Animals will continue to be slaves until people stand up for their right not to be.  Those who say they are ‘fighting for the animals’ are likely to be leading the way, setting the example, enough to fight for their true liberation and not just for better conditions.

What ‘no-animal-use’ means is doing without hundreds of commercial products, making ethical choices mainly about food, but including many other animal-derived products and 'services'.  The avoidance list is a long one, since it includes everything from horse racing and zoos to meat and cheese and tins of cat food.  That’s one huge shift away from today’s norms, but imagine the suffering we cause with even one decision to exclude any animal from that list.

The most difficult problem facing any animal rights group is a loss of financial support from its members.  If any group promotes a comprehensive no-use-animal policy, they’d be in danger of alienating their core support, simply because supporters would be unable to justify their own, albeit small, use of animals.  So these groups end up watering down their policies to satisfy the majority of their supporters, who anyway only represent a small fraction of the community in general.

Groups favour pragmatism.  By using the smoke screen of targeting the worst abuses, they can leave open the idea of non-use-of-animals.  They want to be seen to be doing something worthwhile, whilst not seeming to be total abolitionists.  And that, I suggest, is how easily and how dangerously we lose sight of ideals - when we engage in ‘sensible compromise’.

Our faith in our own abilities to transform Society is low, whilst our need for recognition from one another is high.  Whether we are liberationists or not, we don’t really show very much interest in the concept of true animal rights.  If indeed animals did have rights, the first ‘right’ would prevent their being used by humans, in any way whatsoever.  It’s difficult to imagine humans legislating to leave animals alone.  It would be hard enough, for example, for any of us to give up using paper to save the forests from being pulped, and that’s just paper.  When it comes to food and clothing it would be that much more difficult, since being vegan would seem to deny us so many conveniences.

So, it really boils down to lifestyle (the life we’re used to) being more important than establishing an ethical principle.  Moving towards liberating animals would be inconvenient, but freeing children from labouring or freeing slaves from their masters, is no different from liberating animals from humans - but it seems that we have a horror of the former but not of the latter.

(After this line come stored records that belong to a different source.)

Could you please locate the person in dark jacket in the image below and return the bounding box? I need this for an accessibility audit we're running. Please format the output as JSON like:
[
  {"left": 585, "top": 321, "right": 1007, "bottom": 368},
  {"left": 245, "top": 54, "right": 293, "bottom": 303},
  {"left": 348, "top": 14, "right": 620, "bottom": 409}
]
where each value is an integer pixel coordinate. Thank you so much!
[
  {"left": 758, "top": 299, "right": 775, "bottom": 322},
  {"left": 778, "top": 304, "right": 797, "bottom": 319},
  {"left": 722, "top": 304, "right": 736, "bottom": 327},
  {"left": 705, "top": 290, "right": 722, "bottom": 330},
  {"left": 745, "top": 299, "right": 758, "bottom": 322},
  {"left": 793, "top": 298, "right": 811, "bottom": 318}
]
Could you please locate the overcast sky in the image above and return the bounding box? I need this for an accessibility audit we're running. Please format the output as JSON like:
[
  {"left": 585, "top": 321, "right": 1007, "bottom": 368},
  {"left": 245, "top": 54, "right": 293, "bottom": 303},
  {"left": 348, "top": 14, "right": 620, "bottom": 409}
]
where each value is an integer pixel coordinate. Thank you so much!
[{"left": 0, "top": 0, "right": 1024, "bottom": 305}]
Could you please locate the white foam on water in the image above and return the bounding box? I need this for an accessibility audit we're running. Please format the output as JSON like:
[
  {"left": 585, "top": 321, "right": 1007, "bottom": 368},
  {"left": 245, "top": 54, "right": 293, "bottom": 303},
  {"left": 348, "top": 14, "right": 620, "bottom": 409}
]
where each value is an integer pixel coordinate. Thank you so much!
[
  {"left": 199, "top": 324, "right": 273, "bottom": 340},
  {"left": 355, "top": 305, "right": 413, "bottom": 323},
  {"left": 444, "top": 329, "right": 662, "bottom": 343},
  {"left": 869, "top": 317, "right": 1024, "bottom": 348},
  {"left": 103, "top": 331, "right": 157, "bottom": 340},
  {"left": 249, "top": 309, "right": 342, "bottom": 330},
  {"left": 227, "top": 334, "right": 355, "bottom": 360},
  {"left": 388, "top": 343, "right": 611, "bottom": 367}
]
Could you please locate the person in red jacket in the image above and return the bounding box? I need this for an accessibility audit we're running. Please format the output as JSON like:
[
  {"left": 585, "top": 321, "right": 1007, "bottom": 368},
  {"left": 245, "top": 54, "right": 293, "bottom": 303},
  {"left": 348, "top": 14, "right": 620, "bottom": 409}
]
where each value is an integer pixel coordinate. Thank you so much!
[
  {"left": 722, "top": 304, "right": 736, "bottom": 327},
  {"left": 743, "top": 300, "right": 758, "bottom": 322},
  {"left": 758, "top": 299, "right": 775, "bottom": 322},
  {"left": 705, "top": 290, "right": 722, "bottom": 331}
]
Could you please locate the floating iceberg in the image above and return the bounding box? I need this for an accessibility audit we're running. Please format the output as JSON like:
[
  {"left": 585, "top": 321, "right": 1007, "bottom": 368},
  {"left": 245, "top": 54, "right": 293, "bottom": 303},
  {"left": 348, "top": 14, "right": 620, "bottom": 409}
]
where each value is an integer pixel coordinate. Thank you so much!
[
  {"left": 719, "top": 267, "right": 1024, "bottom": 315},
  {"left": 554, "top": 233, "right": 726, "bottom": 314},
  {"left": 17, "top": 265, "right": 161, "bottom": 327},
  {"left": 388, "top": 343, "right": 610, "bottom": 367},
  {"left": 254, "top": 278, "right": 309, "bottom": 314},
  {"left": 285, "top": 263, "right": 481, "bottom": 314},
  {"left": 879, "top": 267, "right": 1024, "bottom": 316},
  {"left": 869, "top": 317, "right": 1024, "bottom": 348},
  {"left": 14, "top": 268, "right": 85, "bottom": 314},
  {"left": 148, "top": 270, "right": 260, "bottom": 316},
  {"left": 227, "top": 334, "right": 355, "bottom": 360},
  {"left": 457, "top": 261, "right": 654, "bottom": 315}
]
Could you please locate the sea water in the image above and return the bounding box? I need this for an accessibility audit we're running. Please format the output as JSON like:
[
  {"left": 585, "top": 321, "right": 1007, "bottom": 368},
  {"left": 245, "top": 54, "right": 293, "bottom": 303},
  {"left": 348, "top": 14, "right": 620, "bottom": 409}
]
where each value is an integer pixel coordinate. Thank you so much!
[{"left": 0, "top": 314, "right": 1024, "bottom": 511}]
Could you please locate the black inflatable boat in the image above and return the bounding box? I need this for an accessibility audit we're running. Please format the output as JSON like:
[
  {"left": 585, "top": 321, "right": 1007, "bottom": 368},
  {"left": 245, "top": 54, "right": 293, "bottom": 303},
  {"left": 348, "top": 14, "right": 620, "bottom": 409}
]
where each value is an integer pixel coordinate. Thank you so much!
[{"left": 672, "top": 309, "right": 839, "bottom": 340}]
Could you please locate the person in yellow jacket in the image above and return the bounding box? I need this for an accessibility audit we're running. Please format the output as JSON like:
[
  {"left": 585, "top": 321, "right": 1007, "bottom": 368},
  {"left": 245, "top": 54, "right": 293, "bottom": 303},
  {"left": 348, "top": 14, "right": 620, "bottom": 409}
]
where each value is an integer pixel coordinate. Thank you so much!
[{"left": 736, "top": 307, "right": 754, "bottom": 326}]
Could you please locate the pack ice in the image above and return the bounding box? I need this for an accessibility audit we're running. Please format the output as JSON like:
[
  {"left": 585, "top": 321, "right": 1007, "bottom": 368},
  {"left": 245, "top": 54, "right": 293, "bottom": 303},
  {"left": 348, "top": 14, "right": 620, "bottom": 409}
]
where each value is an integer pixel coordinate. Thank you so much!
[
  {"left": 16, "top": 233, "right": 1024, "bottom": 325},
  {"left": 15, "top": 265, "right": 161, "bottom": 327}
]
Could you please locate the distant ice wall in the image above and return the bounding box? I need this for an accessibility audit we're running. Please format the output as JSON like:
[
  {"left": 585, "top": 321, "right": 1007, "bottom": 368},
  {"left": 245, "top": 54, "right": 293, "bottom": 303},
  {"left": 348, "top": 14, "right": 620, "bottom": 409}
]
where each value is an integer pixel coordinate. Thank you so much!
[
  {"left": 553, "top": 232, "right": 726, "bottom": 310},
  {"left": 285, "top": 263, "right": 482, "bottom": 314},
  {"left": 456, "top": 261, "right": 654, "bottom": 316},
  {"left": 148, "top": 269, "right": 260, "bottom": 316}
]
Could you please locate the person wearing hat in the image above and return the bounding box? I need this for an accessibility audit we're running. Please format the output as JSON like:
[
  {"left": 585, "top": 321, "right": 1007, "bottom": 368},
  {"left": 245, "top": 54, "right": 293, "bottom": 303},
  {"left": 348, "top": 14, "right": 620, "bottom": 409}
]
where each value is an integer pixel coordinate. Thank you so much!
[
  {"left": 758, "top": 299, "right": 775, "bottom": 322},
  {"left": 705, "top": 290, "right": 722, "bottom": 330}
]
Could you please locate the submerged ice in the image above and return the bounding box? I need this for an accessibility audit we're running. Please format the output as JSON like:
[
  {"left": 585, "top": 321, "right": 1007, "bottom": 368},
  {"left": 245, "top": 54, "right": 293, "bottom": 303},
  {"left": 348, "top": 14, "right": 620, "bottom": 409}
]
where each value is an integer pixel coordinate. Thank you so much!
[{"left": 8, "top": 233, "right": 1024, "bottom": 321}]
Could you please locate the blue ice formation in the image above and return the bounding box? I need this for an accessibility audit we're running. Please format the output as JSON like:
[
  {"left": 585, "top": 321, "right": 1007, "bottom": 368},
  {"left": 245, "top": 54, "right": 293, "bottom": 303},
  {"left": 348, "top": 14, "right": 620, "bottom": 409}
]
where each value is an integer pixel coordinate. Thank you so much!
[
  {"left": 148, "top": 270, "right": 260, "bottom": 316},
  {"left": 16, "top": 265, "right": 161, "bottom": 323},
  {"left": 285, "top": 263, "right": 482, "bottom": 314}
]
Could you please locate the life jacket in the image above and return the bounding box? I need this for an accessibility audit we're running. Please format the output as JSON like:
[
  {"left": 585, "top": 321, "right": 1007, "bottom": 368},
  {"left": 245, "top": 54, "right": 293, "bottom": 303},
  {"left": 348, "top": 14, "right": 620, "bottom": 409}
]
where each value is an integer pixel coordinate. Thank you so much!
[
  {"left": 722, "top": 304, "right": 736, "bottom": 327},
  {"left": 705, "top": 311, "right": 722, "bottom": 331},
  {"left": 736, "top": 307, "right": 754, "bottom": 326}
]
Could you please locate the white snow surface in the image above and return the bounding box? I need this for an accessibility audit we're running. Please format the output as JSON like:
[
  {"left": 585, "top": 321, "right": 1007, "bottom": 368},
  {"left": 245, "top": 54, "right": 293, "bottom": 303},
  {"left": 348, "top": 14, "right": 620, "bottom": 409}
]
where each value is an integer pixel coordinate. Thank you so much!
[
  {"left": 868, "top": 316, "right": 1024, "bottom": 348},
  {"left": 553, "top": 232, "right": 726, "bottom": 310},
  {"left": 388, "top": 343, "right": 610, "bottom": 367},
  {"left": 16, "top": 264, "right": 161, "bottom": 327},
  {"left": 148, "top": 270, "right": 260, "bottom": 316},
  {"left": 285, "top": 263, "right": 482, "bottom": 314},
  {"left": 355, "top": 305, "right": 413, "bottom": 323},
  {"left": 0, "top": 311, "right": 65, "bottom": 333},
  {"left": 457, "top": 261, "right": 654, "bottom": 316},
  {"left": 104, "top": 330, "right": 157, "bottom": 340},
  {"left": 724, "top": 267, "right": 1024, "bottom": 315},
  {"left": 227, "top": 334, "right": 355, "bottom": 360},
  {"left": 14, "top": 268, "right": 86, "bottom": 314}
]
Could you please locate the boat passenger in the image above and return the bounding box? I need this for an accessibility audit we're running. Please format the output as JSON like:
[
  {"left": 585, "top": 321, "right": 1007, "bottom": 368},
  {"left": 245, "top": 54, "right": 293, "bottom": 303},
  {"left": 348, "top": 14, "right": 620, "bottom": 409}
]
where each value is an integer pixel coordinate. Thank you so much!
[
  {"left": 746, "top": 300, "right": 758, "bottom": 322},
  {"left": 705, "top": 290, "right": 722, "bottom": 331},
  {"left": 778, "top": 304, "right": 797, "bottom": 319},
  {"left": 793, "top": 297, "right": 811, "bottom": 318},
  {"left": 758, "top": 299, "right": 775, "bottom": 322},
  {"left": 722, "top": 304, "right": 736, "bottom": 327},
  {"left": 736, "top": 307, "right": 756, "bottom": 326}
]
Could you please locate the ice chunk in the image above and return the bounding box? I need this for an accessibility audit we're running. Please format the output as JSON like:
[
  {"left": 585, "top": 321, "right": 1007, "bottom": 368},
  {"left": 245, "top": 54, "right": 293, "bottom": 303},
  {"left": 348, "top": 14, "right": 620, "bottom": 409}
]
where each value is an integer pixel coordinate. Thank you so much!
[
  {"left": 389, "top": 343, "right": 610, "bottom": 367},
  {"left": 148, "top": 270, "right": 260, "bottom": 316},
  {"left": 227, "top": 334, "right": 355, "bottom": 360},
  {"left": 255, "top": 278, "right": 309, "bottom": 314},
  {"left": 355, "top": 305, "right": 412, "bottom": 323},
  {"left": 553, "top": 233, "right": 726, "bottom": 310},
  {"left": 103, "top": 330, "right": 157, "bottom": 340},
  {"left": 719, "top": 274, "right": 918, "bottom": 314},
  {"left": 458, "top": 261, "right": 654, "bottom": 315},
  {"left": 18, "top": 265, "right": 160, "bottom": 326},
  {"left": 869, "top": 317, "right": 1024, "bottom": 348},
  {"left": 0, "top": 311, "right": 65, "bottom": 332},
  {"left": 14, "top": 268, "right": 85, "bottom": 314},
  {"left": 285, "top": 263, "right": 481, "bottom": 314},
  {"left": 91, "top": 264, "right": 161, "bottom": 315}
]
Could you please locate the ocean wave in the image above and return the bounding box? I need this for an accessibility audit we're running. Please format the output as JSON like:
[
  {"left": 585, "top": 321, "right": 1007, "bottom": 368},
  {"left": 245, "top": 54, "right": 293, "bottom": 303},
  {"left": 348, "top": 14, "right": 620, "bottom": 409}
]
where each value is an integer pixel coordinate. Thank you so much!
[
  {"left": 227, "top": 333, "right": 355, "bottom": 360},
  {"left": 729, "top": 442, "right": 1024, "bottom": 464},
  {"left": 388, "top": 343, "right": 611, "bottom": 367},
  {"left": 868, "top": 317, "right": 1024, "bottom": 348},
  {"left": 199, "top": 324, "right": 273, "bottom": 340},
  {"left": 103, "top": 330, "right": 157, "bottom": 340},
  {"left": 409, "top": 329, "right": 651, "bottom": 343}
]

Having said that, I acknowledge the danger of our being overrun by animals - we’ve bred vast herds and flocks of creatures and, for our own protection, we would have to curtail their breeding until numbers substantially diminished.  Then there’s a question of their safety.  These mutated and manipulated creatures would have to be protected from exposure to Nature and predation, against which they’d have no means of protecting themselves - they couldn’t survive in the wild.

But bearing that in mind, Animal Rights is a concept which animal advocates need to vigorously promote.  It’s the starting line, after which we can workout the logistical details.  If we trim the concept to make it more acceptable, there won’t be nearly enough momentum to achieve any sort of rights for animals, and inevitably the whole sorry business will only continue and get worse.